Bahariniya S, Ezatiasar M, Madadizadeh F. A Brief Review of the Types of Validity and Reliability of scales in Medical Research. JCHR. 2021; 10 (2) :100-102
Dear Editor in Chief
Reliability and validity are concepts used to evaluate the quality of  psychometric properties of a scale in medical research. Reliability is related to reproducibility, and validity is related to the accuracy of a scale. It is important to check reliability and validity when using a scale or questionnaire. The present study provides a brief overview of the types of validity and reliability in medical research.
  • Reliability
Reliability deals with whether the measuring instrument in different repetitions with the same conditions and the same subject group offers the same results or undergoes a drastic change (1). In other words, reliability refers to the stability of the results in the repetitive measurement of a scale.
The different types of reliability measurement methods are as follows (2)
  1. Test-retest reliability
In this method, the subjects are measured twice
at intervals of one or two weeks with the same instrument. Finally, the correlation (usually intraclass correlation coefficient (ICC) through two way mixed-effect model with absolute agreement type) is calculated between the scores recorded in the first and second measurements.
  1. Interrater reliability
This method examines whether different people will achieve the same results if they use the desired tool or not. ICC and Kappa statistics used to measure interrater reliability for ordinal/interval and nominal responses, respectively (2).
  1. Internal consistency
In this method, the internal consistency of the questions is examined. In other words, the question is answered whether the results of different parts of the tool are in line with the general results of the tool or not.
Kuder-Richardson Formula 20 (KR20), ' 'Cronbach's alpha (α), and person separation reliability (R) are three criteria for calculating internal consistency. The internal consistency of a tool is strongly influenced by random responses so that by increasing random responses in the data, the degree of internal consistency decreases (3).
  • Validity
Validity is a term that refers to the goal that the test is designed to achieve. It is adapted from the word "correct and permissible," and its meaning is "correctness." In other words, validity means how accurately a scale measures what is designed to be measured. If the research is highly valid, it means that it produces results that are consistent with reality.
The different types of validity measurement methods are as follows:
  1. Face validity
It deals with the appearance of the tool, and the question is whether the scale you are considering is valid or not. Usually, word shifting can improve face validity to some extent. In fact, face validity examines the level of difficulty, the degree of appropriateness, and ambiguity of questions in scale or questionnaires.
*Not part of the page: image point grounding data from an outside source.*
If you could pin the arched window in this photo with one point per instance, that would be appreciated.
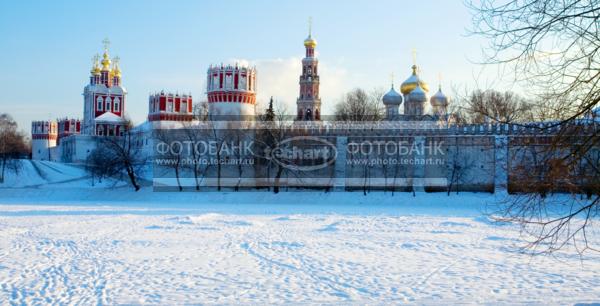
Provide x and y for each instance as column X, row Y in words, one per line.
column 117, row 105
column 99, row 103
column 183, row 107
column 309, row 114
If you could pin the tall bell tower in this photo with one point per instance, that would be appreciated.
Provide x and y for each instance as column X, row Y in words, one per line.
column 309, row 100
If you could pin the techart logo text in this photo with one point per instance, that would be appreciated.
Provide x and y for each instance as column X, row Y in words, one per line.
column 303, row 153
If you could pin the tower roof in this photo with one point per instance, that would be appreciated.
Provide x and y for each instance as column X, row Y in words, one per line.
column 411, row 83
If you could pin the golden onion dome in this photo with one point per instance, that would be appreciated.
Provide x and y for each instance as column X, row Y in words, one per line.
column 105, row 61
column 116, row 71
column 411, row 83
column 309, row 42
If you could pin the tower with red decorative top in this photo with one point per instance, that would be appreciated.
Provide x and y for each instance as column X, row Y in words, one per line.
column 44, row 135
column 104, row 98
column 170, row 107
column 309, row 100
column 231, row 92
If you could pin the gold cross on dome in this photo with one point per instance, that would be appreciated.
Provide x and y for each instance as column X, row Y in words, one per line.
column 414, row 53
column 106, row 43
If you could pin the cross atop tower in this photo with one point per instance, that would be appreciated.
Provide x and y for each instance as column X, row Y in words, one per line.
column 106, row 44
column 414, row 54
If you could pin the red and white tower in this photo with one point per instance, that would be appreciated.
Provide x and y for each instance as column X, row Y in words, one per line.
column 170, row 107
column 68, row 127
column 309, row 101
column 43, row 137
column 231, row 92
column 104, row 98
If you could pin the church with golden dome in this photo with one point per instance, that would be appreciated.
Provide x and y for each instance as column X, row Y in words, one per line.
column 413, row 94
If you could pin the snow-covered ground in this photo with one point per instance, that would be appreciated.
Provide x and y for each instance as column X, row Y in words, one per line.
column 65, row 243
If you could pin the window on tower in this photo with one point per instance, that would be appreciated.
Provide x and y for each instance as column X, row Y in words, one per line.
column 117, row 105
column 99, row 102
column 183, row 107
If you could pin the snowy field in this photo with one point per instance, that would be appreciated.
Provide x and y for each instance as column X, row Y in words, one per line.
column 61, row 244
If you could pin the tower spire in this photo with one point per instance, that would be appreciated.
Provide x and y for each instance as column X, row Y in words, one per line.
column 106, row 44
column 414, row 55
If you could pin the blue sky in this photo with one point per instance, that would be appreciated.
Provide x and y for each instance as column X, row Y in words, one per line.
column 47, row 46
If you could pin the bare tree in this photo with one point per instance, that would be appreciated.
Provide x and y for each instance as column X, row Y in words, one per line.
column 491, row 106
column 272, row 133
column 12, row 145
column 554, row 49
column 123, row 153
column 359, row 105
column 174, row 155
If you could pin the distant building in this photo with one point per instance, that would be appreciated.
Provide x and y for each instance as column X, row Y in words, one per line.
column 231, row 91
column 170, row 107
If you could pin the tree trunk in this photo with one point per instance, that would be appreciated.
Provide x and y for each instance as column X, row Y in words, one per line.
column 277, row 179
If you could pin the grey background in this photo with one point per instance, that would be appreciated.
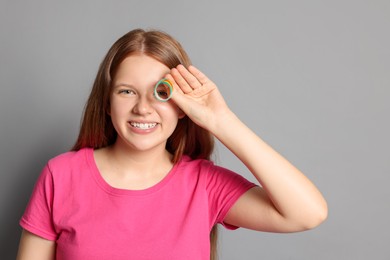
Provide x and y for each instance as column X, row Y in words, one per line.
column 311, row 78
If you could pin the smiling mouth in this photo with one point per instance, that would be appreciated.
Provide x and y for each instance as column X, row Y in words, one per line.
column 143, row 125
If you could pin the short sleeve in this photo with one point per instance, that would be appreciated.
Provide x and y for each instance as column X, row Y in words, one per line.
column 224, row 188
column 37, row 217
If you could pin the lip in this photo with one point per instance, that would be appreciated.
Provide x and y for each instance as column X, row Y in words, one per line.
column 142, row 127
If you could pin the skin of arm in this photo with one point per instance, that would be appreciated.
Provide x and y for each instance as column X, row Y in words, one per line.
column 32, row 247
column 287, row 201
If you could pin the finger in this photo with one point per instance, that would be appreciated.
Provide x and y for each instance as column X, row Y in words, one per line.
column 189, row 78
column 174, row 84
column 200, row 76
column 181, row 82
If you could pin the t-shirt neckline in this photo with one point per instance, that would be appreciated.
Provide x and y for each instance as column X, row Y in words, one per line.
column 89, row 152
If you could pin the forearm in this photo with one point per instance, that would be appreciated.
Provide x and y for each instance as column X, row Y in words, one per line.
column 293, row 195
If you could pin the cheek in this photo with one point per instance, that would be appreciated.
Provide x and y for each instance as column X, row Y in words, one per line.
column 170, row 109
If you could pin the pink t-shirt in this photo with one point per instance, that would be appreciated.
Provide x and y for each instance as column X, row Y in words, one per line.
column 89, row 219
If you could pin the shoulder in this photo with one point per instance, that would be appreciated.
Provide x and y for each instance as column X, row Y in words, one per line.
column 69, row 161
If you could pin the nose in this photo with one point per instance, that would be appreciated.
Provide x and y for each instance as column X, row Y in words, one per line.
column 143, row 106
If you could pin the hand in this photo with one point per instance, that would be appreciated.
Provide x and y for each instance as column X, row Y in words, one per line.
column 197, row 96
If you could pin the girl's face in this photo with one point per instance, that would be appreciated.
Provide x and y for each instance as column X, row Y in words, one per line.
column 141, row 121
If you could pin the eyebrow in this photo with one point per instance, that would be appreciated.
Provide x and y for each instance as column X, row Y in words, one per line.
column 123, row 85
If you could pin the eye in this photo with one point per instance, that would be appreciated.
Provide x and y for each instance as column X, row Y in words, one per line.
column 126, row 92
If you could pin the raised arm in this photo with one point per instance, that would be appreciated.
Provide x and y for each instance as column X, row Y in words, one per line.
column 286, row 201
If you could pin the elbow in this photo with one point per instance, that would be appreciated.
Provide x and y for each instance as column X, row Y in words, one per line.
column 316, row 217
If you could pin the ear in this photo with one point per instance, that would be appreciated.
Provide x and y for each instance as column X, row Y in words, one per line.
column 181, row 113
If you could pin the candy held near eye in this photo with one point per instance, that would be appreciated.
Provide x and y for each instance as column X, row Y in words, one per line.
column 163, row 90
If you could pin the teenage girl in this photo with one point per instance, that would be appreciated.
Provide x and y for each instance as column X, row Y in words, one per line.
column 139, row 183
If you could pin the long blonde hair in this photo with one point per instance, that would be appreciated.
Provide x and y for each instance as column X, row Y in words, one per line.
column 97, row 130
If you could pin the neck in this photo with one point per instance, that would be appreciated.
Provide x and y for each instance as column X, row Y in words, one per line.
column 129, row 161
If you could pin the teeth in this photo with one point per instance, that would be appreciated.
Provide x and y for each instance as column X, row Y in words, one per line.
column 143, row 125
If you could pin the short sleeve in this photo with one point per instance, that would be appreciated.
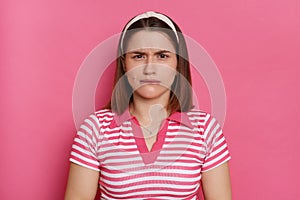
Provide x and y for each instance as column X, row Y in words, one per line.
column 216, row 147
column 84, row 148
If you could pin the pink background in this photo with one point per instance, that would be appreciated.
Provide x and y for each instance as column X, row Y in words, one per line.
column 255, row 45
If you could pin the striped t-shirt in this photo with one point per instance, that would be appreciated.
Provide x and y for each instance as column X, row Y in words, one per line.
column 187, row 145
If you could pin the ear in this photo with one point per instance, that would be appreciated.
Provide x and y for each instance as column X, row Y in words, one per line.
column 123, row 63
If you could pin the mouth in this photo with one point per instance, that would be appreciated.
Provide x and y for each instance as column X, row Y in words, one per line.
column 150, row 81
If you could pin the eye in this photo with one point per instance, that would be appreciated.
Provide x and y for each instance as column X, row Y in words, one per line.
column 163, row 56
column 138, row 56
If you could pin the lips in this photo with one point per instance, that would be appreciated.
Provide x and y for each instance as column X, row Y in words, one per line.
column 150, row 81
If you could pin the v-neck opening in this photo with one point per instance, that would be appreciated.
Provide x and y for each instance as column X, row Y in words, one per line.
column 147, row 156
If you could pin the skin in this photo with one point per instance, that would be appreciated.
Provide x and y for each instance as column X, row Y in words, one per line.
column 150, row 56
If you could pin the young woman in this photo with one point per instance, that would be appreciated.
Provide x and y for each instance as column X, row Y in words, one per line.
column 149, row 142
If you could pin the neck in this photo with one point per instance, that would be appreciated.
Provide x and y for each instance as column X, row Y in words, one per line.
column 149, row 111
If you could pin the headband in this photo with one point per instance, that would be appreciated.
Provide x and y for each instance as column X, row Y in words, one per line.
column 147, row 15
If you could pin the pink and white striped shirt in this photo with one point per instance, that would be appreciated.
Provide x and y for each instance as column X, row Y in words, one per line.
column 187, row 145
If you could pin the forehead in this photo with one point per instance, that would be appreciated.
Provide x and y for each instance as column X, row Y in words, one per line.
column 145, row 39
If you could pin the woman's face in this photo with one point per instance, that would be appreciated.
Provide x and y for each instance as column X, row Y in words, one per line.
column 150, row 63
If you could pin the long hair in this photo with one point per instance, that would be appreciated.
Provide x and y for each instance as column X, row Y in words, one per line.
column 181, row 91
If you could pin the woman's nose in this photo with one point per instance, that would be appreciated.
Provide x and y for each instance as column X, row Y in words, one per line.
column 149, row 66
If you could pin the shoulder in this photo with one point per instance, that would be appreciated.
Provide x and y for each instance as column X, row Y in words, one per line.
column 198, row 115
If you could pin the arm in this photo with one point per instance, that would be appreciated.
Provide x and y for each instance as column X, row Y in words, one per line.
column 82, row 183
column 216, row 183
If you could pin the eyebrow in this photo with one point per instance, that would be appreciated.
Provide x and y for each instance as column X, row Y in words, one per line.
column 140, row 52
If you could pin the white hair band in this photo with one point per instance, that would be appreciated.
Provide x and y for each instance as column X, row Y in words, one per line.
column 147, row 15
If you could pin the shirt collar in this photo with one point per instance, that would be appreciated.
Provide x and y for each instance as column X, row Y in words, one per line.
column 180, row 117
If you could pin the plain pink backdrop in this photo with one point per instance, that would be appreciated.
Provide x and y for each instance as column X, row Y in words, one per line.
column 255, row 44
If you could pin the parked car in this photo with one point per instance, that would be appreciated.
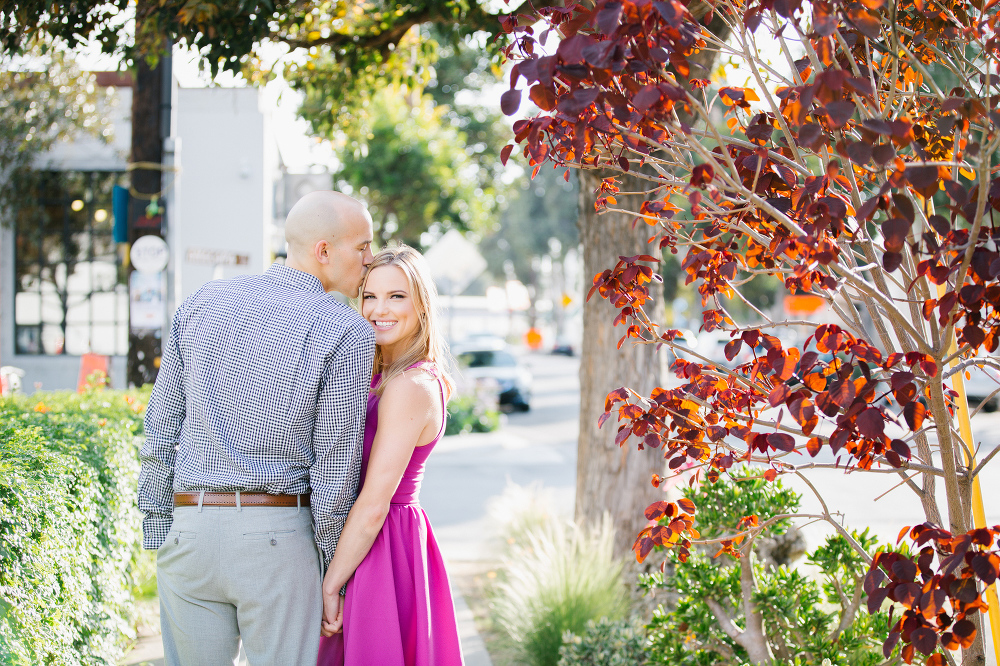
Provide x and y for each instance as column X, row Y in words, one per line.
column 493, row 364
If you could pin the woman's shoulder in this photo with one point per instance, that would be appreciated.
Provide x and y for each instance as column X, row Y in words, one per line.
column 415, row 385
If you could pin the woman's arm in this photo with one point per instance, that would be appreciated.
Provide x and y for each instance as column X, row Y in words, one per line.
column 406, row 411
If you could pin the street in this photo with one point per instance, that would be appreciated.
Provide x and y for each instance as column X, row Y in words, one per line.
column 538, row 446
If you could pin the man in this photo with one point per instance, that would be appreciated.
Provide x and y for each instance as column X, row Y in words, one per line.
column 255, row 421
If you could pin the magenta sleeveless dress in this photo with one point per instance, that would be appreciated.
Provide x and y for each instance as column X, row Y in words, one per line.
column 398, row 610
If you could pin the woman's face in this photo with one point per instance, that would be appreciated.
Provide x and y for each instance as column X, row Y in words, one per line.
column 388, row 304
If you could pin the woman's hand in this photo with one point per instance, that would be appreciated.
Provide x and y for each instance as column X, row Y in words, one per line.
column 333, row 613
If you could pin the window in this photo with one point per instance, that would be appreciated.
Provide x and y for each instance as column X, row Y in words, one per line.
column 70, row 292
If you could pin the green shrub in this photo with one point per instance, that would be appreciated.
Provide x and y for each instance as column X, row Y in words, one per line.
column 605, row 643
column 469, row 413
column 561, row 577
column 806, row 619
column 69, row 531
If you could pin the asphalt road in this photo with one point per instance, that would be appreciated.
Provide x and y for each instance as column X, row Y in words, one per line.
column 468, row 472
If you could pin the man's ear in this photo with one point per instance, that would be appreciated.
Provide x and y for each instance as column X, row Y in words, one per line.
column 321, row 251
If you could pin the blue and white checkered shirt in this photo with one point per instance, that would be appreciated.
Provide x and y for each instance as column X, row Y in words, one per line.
column 262, row 387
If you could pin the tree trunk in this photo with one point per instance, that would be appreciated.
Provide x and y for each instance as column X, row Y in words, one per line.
column 610, row 478
column 149, row 128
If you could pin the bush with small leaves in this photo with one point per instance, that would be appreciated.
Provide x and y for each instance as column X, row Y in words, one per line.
column 605, row 643
column 725, row 608
column 70, row 534
column 468, row 413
Face validity can be measured in two ways, qualitatively and quantitatively. In the qualitative method, several subjects or specialists (usually 5 to 10 people) are interviewed about the level of difficulty, appropriateness, and ambiguity in the questions.
In a quantitative method, respondents are asked to rate each question in the questionnaire from "Not at all important," "Slightly Important," Important," "Fairly Important," and "Very Important." Finally, the average rating given to each question is calculated and multiplied by the percentage of people who considered that question important and very important, and finally, a score is calculated for each question. Questions with a score of less than 1.5 will be removed from the set of questions (4).
  1. Content validity
In this method, the content of the scale is examined. Content validity can be evaluated qualitatively and quantitatively. In the qualitative method, experts are asked to express their views on the observance of language grammar and how to score each question's options. If corrections are needed, corrections should be made according to their opinion (5). In the quantitative method, the content validity ratio (CVR) is calculated by examining the necessity of having a question, and the content validity index (CVI) index is calculated to check the relevance of the question to the purpose of the research (6).
  1. Construct validity
Construct validity refers to the degree of efficiency of a scale and seeks to answer whether the results presented by the tool in question are consistent with theoretical evidence. This type of validity can be checked by factor analysis (exploratory and confirmatory factor analysis)
  1. Criterion validity
This type of validity compares the scale results with the results of other existing scales with the same meaning. The two most common forms of validity are predictive validity and concurrent validity (other types are convergent and discriminant). In predictive validity, based on the current scale, the characteristics of individuals in the future are predicted, and in simultaneous validity, the current instrument simultaneously examines the status of the participants with an existing instrument and compares their results. Pearson correlation coefficient is a measure to check this type of validity (8).
In summary, the validity and reliability of the tool are major concerns for health researchers. Tools that do not have the required validity and reliability do not provide reliable results. Researchers need to be familiar with the concepts of validity and reliability that are briefly presented in this article to be used in research desirably and thus pave the way to increase health research quality.
Author's contribution
S.B. and F.M. conceived of the presented idea. S.B. wrote the manuscript with support from F.M., S.B., and F.M. read the manuscript and verified it.
Conflict of interest
The author had no conflict of interest.